IF 2.8 Q1 GENETICS & HEREDITY Pub Date : 2025-09-23 eCollection Date: 2025-09-01 DOI: 10.1093/nargab/lqaf125
Jannik Seidel, Camill Kaipf, Daniel Straub, Sven Nahnsen

Privacy is paramount in health data, particularly in human genetics, where information extends beyond individuals to their relatives. Metagenomic datasets contain substantial human genetic material, necessitating careful handling to mitigate data leakage risks when sharing or publishing. The same applies to genetic datasets from the environment or datasets from contaminated laboratory samples, although to a lesser extent. Completely removing human sequence data while retaining unbiased nonhuman reads is not achievable currently, but several tools exist. To address these topics, we developed nf-core/detaxizer, a nextflow-based pipeline that employs Kraken2 and bbmap/bbduk for taxonomic classification, identifying and optionally filtering Homo sapiens reads. Due to its generalized design, other taxa can also be classified and filtered. We benchmark its filtering efficacy for human reads against Hostile and CLEAN, demonstrating its utility for secure data preprocessing.
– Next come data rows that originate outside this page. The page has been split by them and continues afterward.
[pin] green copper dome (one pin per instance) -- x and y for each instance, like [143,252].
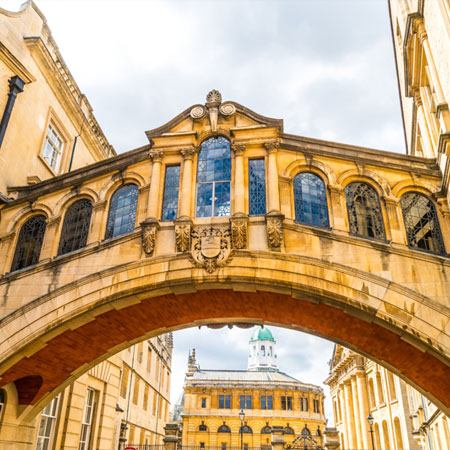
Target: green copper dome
[262,334]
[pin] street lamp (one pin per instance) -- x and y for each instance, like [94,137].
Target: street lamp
[370,422]
[242,416]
The comparison showed that the choice of tool and database can result in differences of up to an order of magnitude in both the amount of human data not removed and the amount of microbial data mistakenly removed. As part of the nf-core initiative, nf-core/detaxizer adheres to best practices, leveraging containerized dependencies for streamlined installation. The source code is openly available under the MIT license: https://github.com/nf-core/detaxizer.
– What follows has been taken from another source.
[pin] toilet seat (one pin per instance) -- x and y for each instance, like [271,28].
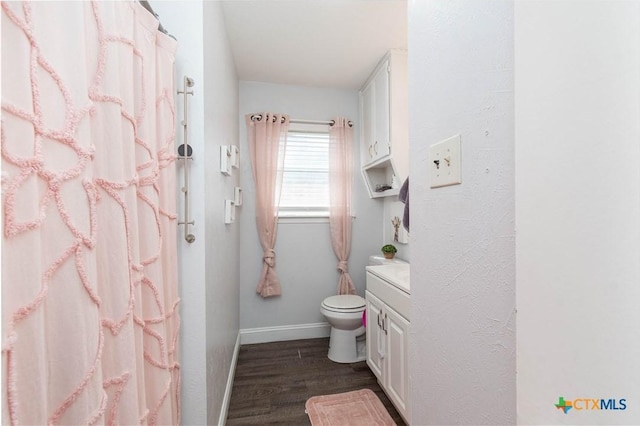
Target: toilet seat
[346,303]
在健康数据中,隐私至关重要,特别是在人类遗传学中,信息从个人延伸到其亲属。宏基因组数据集包含大量的人类遗传物质,需要谨慎处理,以减轻共享或发布时的数据泄露风险。这同样适用于来自环境的遗传数据集或来自受污染的实验室样本的数据集,尽管程度较轻。完全去除人类序列数据,同时保留无偏的非人类读数目前还无法实现,但有几种工具存在。为了解决这些问题,我们开发了nf-core/detaxizer,这是一个基于nextflow的管道,使用Kraken2和bbmap/bbduk进行分类分类,识别和选择性过滤智人的阅读。由于其一般化的设计,其他分类群也可以被分类和过滤。我们将其对人类读取的过滤效果与Hostile和CLEAN进行基准测试,展示其对安全数据预处理的效用。比较表明,工具和数据库的选择可能导致未删除的人类数据量和错误删除的微生物数据量的差异高达一个数量级。作为nf-core计划的一部分,nf-core/detaxizer遵循最佳实践,利用容器化依赖项来简化安装。源代码在MIT许可下是公开的:https://github.com/nf-core/detaxizer。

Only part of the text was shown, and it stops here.